Matrix mineralization was used to assess the osteogenic potential of the composite scaffolds. Alizarin Red staining, indicated by dark red spots, was used to confirm calcium deposition in vitro. As shown in Figure 6E, only a few calcium nodules were visible in the PCL and PCL/PDA groups. However, after loading the IONPs, the number of calcium nodules significantly increased compared to that in the PCL and PCL/PDA groups. Furthermore, owing to the synergistic effect of the SMF, the 460/PPI+SMF scaffold group had more calcium nodules. Figure 6F summarizes the number of calcium nodules in different scaffold groups, revealing that the 460/PPI+SMF group had significantly more nodules than the other groups.

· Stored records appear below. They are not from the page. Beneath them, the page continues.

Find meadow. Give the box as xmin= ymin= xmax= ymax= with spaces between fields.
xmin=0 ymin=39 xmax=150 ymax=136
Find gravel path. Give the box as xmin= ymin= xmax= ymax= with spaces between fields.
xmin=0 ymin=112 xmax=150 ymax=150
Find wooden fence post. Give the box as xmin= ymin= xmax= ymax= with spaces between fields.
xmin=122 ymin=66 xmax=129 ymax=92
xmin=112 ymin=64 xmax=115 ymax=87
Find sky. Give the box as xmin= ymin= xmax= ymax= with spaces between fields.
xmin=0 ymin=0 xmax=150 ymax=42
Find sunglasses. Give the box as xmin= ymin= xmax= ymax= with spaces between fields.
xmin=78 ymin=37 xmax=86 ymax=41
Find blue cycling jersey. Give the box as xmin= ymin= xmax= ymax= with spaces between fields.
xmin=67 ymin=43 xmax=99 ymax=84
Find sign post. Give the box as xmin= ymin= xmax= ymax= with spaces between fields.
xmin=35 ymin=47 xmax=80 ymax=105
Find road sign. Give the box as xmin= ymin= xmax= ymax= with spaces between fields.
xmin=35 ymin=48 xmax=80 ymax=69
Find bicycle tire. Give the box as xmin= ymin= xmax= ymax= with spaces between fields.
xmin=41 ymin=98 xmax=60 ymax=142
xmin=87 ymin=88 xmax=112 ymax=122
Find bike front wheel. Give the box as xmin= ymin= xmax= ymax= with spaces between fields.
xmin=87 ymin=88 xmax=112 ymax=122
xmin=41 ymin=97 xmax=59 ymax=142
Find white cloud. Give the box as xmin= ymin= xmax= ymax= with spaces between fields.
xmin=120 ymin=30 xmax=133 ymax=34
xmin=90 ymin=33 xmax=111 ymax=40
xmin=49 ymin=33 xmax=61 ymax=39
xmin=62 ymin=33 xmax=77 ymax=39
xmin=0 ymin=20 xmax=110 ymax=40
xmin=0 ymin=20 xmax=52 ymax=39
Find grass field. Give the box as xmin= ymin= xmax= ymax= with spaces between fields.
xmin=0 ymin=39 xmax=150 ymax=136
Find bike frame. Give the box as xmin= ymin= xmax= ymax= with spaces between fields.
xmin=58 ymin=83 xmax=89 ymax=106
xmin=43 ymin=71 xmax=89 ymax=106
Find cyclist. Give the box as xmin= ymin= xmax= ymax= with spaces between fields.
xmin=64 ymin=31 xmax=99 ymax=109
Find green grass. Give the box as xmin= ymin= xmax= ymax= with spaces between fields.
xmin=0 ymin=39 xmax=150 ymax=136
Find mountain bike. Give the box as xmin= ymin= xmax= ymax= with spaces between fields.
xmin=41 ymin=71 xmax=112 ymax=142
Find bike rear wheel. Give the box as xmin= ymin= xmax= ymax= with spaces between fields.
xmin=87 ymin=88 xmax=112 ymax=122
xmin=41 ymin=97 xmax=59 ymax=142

To further investigate the osteogenic differentiation of rBMSCs on PCL-based scaffolds, immunofluorescence and RT-qPCR analyses were performed to detect the expression of osteogenic-related genes, including COL1 and RUNX2, after 7 and 14 days of co-culture. As shown in Figure 7A, fewer cells were present in the PCL/ PDA and 460/PPI groups, whereas the 460/PPI+SMF scaffold showed higher osteogenic protein expression. Figure 7B and C indicates that the PPI+SMF scaffold exhibited significantly higher gene expression, further demonstrating that the addition of SMF stimulates bone mineralization. Figure S3, Supporting Information demonstrates that the 460/PPI composite scaffold played a significant role in promoting angiogenesis, and its ability to enhance blood vessel formation was further improved with the addition of an external magnetic field.